Moore, who was also a school bus driver and race car driver, died April 27 in Skowhegan. He was 72.

Truckers from around the state gathered just after 1 p.m. in the parking lot of the former Solon Manufacturing on Island Avenue, next to the Federated Church where the funeral was held.

“Me, Matt and Mackie are going to give Mackie his last ride in his truck — we’ll have his ashes in the truck with us,” Tim Clements, 23, of Skowhegan, said.

Clements is the best friend of Matt, Moore’s youngest son, and an “honorary” son to Moore, who raised five sons and three daughters with Robin, his wife of 29 years.
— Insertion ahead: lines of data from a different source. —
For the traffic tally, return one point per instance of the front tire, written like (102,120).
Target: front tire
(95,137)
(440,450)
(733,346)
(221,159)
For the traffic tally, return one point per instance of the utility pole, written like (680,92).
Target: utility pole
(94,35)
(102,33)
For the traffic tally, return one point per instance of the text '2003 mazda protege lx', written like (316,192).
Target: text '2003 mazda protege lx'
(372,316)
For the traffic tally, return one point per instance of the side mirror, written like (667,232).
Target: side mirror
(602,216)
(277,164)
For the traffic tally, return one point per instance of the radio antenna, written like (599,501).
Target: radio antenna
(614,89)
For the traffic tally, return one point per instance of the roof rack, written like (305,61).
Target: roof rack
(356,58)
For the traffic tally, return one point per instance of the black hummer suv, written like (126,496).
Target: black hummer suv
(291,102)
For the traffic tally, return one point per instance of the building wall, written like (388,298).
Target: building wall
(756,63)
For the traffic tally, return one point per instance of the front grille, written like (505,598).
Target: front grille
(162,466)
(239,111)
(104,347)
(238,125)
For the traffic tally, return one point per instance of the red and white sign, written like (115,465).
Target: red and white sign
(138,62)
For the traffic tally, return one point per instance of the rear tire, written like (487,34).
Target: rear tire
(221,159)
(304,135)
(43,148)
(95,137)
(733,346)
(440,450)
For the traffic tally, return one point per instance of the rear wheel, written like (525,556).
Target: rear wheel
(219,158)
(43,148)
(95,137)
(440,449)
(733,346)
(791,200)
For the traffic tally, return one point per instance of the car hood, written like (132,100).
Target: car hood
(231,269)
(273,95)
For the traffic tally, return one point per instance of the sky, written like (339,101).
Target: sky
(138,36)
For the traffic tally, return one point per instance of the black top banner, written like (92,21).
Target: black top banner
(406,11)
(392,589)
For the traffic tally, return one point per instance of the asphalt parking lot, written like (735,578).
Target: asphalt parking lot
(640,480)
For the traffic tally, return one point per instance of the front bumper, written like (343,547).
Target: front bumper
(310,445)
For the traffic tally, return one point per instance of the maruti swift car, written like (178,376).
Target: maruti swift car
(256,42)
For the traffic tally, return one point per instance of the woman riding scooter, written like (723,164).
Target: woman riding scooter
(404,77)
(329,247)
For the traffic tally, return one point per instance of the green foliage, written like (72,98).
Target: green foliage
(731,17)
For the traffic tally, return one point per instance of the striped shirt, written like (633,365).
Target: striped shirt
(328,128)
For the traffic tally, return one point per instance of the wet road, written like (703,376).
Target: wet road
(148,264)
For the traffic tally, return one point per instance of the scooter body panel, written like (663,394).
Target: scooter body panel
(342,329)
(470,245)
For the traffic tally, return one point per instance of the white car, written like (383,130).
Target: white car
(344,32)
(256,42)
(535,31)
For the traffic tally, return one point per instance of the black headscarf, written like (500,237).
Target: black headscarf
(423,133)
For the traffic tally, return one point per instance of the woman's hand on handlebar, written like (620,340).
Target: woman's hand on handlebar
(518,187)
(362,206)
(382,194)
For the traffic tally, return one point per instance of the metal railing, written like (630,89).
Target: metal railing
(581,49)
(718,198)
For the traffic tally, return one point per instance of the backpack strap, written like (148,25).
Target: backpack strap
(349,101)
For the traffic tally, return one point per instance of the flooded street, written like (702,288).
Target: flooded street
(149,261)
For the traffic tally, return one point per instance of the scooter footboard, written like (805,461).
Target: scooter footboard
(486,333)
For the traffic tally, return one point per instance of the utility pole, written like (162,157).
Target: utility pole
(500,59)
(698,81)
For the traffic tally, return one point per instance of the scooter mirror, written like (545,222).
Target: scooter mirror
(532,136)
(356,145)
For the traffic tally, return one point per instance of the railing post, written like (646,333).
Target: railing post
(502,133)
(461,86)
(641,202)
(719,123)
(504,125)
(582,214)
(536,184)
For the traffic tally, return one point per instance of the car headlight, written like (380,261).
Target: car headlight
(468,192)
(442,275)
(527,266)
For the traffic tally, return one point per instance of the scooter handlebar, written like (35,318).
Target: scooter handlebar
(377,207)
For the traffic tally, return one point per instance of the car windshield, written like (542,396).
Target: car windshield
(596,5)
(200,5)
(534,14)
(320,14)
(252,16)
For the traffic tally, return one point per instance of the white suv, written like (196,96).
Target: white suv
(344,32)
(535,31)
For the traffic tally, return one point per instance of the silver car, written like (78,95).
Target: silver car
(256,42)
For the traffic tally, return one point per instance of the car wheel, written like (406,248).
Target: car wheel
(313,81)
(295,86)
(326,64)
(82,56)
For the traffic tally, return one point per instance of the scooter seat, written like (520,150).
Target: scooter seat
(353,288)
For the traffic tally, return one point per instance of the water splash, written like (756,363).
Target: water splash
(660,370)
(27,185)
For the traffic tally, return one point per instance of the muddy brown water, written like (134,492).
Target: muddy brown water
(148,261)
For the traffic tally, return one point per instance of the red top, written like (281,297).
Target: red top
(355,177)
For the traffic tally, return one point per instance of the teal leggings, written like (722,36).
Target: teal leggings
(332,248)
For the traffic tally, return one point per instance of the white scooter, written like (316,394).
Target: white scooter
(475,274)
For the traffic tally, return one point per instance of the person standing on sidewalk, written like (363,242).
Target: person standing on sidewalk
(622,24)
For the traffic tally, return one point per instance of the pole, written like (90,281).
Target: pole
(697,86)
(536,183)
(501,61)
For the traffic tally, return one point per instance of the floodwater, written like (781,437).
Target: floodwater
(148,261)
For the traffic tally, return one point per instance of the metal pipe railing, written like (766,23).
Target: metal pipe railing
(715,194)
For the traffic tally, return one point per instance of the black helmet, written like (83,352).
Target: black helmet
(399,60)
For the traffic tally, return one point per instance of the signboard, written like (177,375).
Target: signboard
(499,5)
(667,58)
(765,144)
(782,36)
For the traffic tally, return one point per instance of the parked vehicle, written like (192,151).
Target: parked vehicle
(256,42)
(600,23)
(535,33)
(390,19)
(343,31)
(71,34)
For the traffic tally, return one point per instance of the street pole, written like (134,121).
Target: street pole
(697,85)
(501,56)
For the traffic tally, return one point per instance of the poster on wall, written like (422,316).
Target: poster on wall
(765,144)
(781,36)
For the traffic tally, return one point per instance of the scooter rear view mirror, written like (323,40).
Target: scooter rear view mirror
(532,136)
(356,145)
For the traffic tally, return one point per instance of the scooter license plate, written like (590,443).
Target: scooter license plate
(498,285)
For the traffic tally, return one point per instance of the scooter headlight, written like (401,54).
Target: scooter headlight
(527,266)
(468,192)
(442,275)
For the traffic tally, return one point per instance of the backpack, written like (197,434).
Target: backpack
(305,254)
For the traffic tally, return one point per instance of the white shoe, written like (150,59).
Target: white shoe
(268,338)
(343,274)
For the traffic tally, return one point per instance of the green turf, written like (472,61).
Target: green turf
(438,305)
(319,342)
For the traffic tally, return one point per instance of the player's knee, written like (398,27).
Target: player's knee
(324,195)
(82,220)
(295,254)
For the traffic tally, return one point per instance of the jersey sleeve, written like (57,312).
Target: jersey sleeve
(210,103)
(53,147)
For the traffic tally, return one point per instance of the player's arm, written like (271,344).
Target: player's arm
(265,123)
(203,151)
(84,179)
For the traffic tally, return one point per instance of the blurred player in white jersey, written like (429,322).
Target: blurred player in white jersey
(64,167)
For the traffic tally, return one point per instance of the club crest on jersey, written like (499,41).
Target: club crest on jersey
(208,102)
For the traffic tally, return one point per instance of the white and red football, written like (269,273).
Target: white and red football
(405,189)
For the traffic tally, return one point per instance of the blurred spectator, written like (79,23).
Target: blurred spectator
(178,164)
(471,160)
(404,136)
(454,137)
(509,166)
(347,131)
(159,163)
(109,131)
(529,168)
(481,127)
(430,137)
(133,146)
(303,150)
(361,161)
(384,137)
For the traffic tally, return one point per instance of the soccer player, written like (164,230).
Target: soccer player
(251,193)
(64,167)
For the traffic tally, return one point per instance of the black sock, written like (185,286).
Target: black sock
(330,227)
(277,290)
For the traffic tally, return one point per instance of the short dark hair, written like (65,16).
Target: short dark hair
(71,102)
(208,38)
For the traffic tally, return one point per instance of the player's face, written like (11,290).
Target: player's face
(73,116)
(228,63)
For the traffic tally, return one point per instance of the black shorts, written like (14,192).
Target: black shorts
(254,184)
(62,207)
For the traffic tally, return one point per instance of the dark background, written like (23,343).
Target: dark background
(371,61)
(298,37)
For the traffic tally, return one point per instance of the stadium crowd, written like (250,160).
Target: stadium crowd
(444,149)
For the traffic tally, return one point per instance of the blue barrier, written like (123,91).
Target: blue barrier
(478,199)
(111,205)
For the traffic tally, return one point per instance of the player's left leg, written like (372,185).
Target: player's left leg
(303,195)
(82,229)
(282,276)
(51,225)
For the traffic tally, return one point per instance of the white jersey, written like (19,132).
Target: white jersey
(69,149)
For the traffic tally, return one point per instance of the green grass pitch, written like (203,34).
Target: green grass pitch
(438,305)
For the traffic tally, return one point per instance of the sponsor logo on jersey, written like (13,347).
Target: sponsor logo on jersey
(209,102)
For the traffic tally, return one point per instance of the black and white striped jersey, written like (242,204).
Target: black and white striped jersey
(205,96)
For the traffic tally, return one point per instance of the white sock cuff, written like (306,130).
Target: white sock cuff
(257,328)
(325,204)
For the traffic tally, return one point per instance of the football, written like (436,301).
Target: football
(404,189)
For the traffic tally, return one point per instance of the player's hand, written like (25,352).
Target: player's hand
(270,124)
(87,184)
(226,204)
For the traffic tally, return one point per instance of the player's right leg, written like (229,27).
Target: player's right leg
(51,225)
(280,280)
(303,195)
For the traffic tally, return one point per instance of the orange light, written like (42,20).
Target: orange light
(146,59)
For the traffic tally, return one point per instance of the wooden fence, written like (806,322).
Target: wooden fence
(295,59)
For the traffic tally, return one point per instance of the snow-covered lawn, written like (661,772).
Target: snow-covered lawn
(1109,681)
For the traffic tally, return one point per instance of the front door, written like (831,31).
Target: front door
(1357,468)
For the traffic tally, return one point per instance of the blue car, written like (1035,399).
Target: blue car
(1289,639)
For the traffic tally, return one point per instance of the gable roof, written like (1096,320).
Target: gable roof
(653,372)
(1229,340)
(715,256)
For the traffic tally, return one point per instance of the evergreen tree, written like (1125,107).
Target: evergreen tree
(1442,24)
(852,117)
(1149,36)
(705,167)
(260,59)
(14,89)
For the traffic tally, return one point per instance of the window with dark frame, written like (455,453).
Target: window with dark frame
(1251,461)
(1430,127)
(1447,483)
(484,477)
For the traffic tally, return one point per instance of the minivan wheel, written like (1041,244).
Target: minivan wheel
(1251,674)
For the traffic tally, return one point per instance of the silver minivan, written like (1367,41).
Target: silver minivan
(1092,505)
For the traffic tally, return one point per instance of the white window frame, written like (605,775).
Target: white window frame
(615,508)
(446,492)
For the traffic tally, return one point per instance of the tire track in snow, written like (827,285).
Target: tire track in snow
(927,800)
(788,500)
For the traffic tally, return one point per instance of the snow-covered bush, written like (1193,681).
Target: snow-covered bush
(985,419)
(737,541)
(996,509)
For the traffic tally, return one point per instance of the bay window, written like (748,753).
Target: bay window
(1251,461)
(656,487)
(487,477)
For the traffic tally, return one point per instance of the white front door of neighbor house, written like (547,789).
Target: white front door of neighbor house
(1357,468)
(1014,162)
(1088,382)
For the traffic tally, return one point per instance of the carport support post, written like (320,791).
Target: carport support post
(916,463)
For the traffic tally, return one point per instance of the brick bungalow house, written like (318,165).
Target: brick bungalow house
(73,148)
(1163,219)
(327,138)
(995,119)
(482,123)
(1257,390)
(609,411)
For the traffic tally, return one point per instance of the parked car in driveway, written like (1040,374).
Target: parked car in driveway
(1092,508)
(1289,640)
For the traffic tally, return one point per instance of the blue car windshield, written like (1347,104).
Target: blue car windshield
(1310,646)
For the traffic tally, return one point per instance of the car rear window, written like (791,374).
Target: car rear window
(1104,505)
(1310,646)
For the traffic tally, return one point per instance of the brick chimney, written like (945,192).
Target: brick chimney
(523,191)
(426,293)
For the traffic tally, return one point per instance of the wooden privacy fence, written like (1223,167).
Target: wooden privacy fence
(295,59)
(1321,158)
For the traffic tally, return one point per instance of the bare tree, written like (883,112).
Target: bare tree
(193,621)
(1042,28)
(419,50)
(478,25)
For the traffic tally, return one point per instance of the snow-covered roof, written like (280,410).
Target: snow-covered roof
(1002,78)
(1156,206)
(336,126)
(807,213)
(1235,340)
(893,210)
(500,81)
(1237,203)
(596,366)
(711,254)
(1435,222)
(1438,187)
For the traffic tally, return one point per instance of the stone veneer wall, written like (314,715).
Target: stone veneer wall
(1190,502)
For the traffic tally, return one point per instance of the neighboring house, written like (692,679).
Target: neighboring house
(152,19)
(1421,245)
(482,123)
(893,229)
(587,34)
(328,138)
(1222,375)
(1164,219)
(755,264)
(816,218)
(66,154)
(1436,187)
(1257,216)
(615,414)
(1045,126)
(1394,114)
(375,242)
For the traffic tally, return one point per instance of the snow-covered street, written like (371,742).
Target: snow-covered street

“His parents and Matt, they all took me in just like their own family members, like one of their kids,” Clements said. “I was probably seven or eight years old. He was a real good guy; open arms, big heart — he’d do anything for you.”

During part of his working life, he was a school bus driver and mechanic for Skowhegan-based School Administrative District 54. He competed in many school bus rodeos, where he won trophies for best driver.

For the last 20 years, Moore drove pulp trucks, first with his brother Billy, and then later for T.R. Dillon of Anson, according to his obituary.

Matt Moore now drives the truck he and his father bought together for their business, M.C. Moore Trucking.

Dozens of friends and family members spilled out onto the front steps of the church after the service as the trucks fired up their motors and headed up U.S. Route 201 for a reception at the PACE union hall outside of town.

“Everybody in the logging industry and the trucking industry knows Mackie well,” trucker Lincoln Stone of Dixfield said before driving in the procession. “He’s been in it a long, long time so everybody knows who he is. We’re just going to follow the church procession — out of respect. It’s all respect.”

Trucker Roger Fitch of Strong said he knew Moore for 30 years.

“He was crazy — he was pretty good,” Fitch said. “He was driving, hauling wood with his own truck. He’d be the first one there in the morning, show all them young fellas who would all show up 4 or 5 o’clock in the morning; Mack would be in there at 1 o’clock in the morning, be there and gone.”

Moore’s ashes are to buried at a later date in his hometown of Anson.